Question No: 32 ( M a r k s: 2 )
Define the following:
Answer:
a) Ethics:
Ethics are moral choice made by individual in relation to the rest of
the community , rules of governing members and standards of acceptable
behaviour.
b) Code of ethics: Code of ethics is collection of rules as guide for the members of the organization.
Question No: 33 ( M a r k s: 2 )
What is Stand Alone Processing?
Answer:
Self
contained is computer is micro computer that is not connected to
a network. Processing on this computer is called stand alone processing.
Question No: 34 ( M a r k s: 2 )
Define intrusion detection ?
Answer:
Intrusion Detection is a process that identifies the attempts to penetrate the system and gain unauthorized access.
Question No: 35 vuzs ( M a r k s: 3 )
How can we make our password secure?
Answer:
1: Keep secret
2: Don’t write anywhere
3: Always use the password with combination of letters, numbers, upper and lower cases
4: change password regular basis
Question No: 36 ( M a r k s: 3 )
What are some of the things you should keep in mind when identifying risks?
Answer:
Risk Identification: Following points should be kept in mind when identifying risks:
- Project risk management plan
- Review the progress of your schedule
- See what’s driving the project finish date
- Review Projects costs
- Spot risks using visual report
- Create or update a baseline or interim plan
- Hide a column in a view
Question No: 37 ( M a r k s: 3 )
What is Data Driven Decision Support System?
Answer:
Data
driven DSS use large pool of data in major organizational systems. They
help to extract information from large quantities of data stored. These
systems rely on Data Warehouses created from Transaction Processing
systems.
They use following techniques for data analysis
• Online analytical processing, and
• Data mining
Question No: 38 ( M a r k s: 3 )
Define Re-engineering ?
Answer:
Re
engineering is the fundamental rethinking and redesigning of business
process to achieve dramatic improvement in critical, contemporary
measures of performance, such as cost, quality, service and speed.
Question No: 39 ( M a r k s: 5 )
List any five reasons that attract organizations to ERP?
Answer:
1. Planning the operations
2.
Integrated customer related information – order tracking with customer
database, inventory and shipment at different locations.
3.
Standardized HR information – A company with multiple business units
will require a comprehensive and all-encompassing method of locating
employees and communicating with them.
4. Integrated financial information and analysis.
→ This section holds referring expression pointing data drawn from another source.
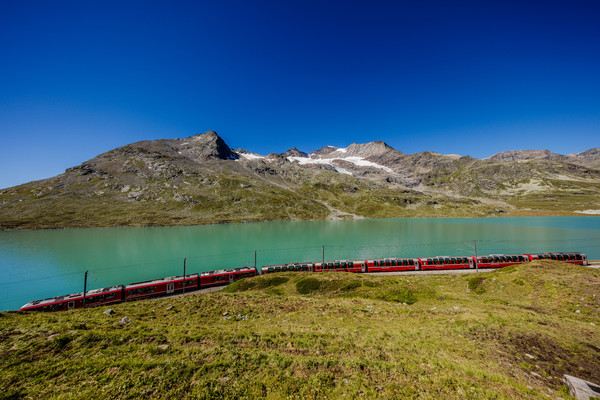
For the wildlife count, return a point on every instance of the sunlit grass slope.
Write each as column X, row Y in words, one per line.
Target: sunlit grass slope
column 506, row 334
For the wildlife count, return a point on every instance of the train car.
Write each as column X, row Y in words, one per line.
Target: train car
column 445, row 262
column 571, row 258
column 341, row 265
column 394, row 264
column 96, row 297
column 225, row 276
column 161, row 287
column 500, row 260
column 269, row 269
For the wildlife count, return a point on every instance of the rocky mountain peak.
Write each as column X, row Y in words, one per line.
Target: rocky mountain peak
column 206, row 146
column 371, row 149
column 324, row 152
column 294, row 152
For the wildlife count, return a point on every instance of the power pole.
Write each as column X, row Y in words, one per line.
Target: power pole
column 84, row 288
column 184, row 261
column 476, row 266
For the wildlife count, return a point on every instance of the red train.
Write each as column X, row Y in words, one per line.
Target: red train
column 141, row 290
column 426, row 263
column 177, row 284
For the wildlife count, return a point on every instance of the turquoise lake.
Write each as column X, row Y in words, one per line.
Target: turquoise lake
column 40, row 264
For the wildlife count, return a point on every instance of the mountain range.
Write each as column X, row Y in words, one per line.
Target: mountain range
column 200, row 179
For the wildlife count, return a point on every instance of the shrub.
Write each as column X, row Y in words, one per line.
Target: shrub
column 307, row 285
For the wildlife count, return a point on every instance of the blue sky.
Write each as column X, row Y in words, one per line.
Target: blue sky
column 468, row 77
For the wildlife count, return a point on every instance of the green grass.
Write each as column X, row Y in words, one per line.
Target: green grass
column 329, row 335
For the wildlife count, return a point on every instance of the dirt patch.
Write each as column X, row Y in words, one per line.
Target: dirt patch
column 547, row 357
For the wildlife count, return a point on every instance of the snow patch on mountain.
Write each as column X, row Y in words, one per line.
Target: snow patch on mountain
column 358, row 161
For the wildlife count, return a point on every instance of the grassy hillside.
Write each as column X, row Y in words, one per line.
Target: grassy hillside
column 505, row 334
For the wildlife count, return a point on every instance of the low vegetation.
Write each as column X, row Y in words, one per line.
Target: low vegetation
column 505, row 334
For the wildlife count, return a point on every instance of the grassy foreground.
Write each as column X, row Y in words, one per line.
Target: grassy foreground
column 505, row 334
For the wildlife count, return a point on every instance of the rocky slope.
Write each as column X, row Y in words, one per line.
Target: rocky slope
column 200, row 179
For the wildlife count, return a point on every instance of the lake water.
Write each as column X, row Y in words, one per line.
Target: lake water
column 40, row 264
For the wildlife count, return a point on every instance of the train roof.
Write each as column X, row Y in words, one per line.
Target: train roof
column 228, row 271
column 159, row 281
column 73, row 296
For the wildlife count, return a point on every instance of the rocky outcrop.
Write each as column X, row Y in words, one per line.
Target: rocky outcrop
column 294, row 152
column 519, row 155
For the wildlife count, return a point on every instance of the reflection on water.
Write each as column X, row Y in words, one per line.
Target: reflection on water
column 39, row 264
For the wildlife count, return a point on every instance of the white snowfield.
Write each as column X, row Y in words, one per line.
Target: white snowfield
column 249, row 156
column 358, row 161
column 338, row 154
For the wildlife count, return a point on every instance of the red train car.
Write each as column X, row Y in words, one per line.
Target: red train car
column 571, row 258
column 341, row 265
column 96, row 297
column 445, row 262
column 269, row 269
column 161, row 287
column 393, row 264
column 225, row 276
column 500, row 260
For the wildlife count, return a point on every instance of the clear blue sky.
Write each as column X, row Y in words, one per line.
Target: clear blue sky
column 469, row 77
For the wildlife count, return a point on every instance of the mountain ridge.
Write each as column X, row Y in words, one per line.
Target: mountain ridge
column 200, row 179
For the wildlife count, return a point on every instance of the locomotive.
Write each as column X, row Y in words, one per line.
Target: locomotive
column 196, row 281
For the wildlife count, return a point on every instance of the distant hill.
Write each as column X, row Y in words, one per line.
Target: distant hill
column 200, row 179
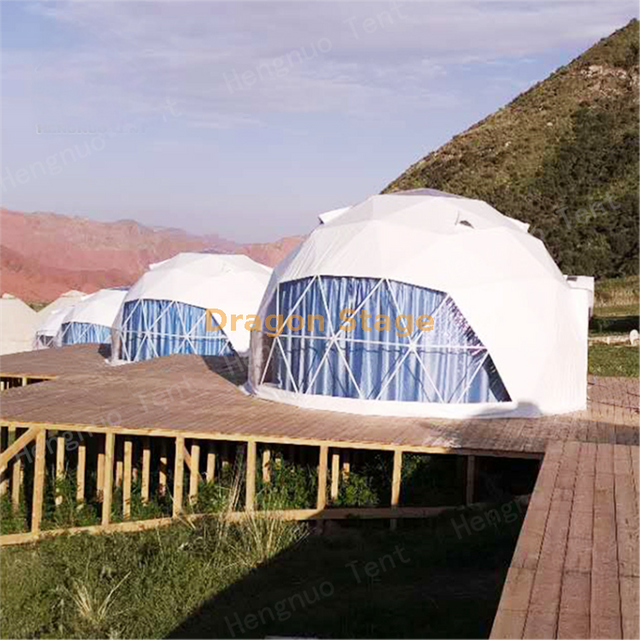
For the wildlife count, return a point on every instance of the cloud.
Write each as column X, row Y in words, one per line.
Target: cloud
column 235, row 64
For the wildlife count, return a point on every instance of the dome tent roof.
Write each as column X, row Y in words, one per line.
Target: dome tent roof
column 99, row 308
column 501, row 278
column 232, row 283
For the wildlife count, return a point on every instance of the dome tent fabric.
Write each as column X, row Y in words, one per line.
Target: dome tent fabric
column 64, row 302
column 90, row 320
column 50, row 318
column 48, row 330
column 165, row 312
column 509, row 335
column 17, row 325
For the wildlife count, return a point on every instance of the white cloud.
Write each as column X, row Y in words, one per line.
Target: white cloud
column 231, row 64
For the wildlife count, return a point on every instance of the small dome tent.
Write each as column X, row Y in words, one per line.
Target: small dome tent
column 165, row 312
column 64, row 302
column 48, row 330
column 90, row 320
column 50, row 318
column 17, row 325
column 480, row 320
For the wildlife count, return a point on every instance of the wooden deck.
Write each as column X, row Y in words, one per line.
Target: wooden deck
column 187, row 396
column 45, row 364
column 576, row 569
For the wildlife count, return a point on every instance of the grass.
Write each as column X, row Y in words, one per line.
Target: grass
column 190, row 580
column 614, row 360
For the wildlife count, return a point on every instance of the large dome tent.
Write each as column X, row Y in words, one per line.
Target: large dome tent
column 165, row 312
column 90, row 320
column 508, row 334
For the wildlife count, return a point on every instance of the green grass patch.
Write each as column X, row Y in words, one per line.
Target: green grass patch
column 438, row 578
column 614, row 360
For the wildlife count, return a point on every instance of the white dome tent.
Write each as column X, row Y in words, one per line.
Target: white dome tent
column 17, row 325
column 51, row 317
column 90, row 320
column 64, row 302
column 165, row 312
column 507, row 335
column 48, row 330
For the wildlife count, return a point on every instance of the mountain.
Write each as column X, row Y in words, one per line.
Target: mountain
column 563, row 156
column 45, row 254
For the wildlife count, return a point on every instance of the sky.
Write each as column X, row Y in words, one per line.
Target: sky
column 248, row 119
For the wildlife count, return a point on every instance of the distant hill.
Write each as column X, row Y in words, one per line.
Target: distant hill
column 563, row 156
column 45, row 254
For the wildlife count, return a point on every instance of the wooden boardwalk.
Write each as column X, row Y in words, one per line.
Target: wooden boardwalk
column 576, row 569
column 187, row 396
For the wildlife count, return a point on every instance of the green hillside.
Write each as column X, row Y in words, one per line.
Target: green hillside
column 563, row 156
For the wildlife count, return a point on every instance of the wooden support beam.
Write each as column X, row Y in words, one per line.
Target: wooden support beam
column 107, row 489
column 346, row 465
column 250, row 497
column 471, row 479
column 81, row 472
column 100, row 472
column 126, row 483
column 194, row 471
column 119, row 462
column 322, row 476
column 178, row 477
column 396, row 478
column 60, row 451
column 18, row 445
column 146, row 469
column 38, row 480
column 266, row 465
column 163, row 468
column 3, row 469
column 211, row 462
column 16, row 484
column 396, row 481
column 335, row 475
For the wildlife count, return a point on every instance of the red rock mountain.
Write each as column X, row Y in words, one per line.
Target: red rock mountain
column 45, row 254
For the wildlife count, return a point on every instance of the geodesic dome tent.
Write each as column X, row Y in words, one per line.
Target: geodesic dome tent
column 17, row 325
column 165, row 312
column 64, row 302
column 47, row 331
column 508, row 335
column 90, row 320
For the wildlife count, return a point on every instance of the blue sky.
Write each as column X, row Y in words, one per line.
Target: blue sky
column 247, row 119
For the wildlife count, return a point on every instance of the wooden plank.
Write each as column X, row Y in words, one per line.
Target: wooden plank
column 4, row 480
column 81, row 472
column 60, row 451
column 323, row 462
column 38, row 480
column 266, row 465
column 335, row 475
column 146, row 470
column 127, row 477
column 211, row 462
column 18, row 445
column 100, row 472
column 163, row 468
column 396, row 478
column 178, row 477
column 250, row 496
column 471, row 479
column 194, row 475
column 107, row 487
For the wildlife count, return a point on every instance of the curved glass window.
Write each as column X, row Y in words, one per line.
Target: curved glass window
column 395, row 360
column 153, row 328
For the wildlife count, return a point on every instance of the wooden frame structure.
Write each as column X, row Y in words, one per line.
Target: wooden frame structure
column 51, row 439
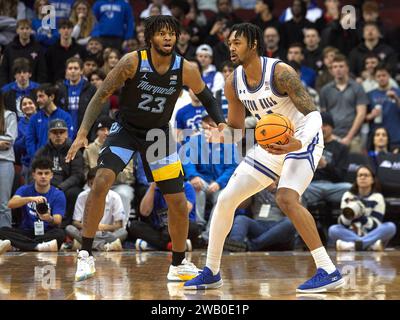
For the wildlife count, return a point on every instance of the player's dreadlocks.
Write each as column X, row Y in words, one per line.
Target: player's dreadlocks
column 252, row 33
column 156, row 23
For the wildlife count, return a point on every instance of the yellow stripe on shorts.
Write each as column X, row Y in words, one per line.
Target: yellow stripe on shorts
column 143, row 54
column 170, row 171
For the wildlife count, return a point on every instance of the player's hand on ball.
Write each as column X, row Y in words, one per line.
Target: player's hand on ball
column 293, row 145
column 79, row 142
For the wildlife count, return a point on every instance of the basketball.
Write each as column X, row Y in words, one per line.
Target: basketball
column 271, row 128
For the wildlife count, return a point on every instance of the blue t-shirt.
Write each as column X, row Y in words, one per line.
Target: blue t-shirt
column 189, row 117
column 74, row 92
column 55, row 199
column 159, row 216
column 390, row 112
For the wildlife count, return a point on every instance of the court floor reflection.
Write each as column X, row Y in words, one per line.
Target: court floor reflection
column 142, row 275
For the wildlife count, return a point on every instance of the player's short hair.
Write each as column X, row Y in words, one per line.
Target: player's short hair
column 252, row 33
column 24, row 23
column 340, row 58
column 154, row 24
column 73, row 60
column 227, row 63
column 43, row 163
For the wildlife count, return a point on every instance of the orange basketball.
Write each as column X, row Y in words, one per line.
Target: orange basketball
column 271, row 128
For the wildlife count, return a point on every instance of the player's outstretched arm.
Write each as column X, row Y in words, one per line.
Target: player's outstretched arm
column 192, row 79
column 287, row 81
column 125, row 69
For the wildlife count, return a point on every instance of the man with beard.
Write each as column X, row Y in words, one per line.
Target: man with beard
column 151, row 81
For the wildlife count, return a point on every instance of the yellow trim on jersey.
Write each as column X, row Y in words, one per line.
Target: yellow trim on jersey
column 170, row 171
column 143, row 54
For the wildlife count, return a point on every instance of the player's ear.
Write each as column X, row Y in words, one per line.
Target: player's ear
column 255, row 43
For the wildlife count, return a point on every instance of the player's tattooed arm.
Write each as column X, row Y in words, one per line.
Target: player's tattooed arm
column 287, row 81
column 125, row 69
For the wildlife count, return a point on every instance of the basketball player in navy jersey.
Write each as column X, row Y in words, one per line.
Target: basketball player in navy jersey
column 151, row 81
column 265, row 85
5. Monitoring the operations including those of sub-vendors and manufacturers
Question No: 40 ( M a r k s: 5 )
Give
any two examples to prove that Audit trails help to provide variants
from normal behavior which may lead to unauthorized usage of resources.
Answer:
Audit trails help to provide variants from normal behavior which may lead to unauthorized usage of resources. For example
•
Audit trails can be used together with access controls to identify and
provide information about users suspected of improper modification of
data (e.g., introducing errors into a database).
• An audit trail may record "before" and "after" images, also called snapshots of records.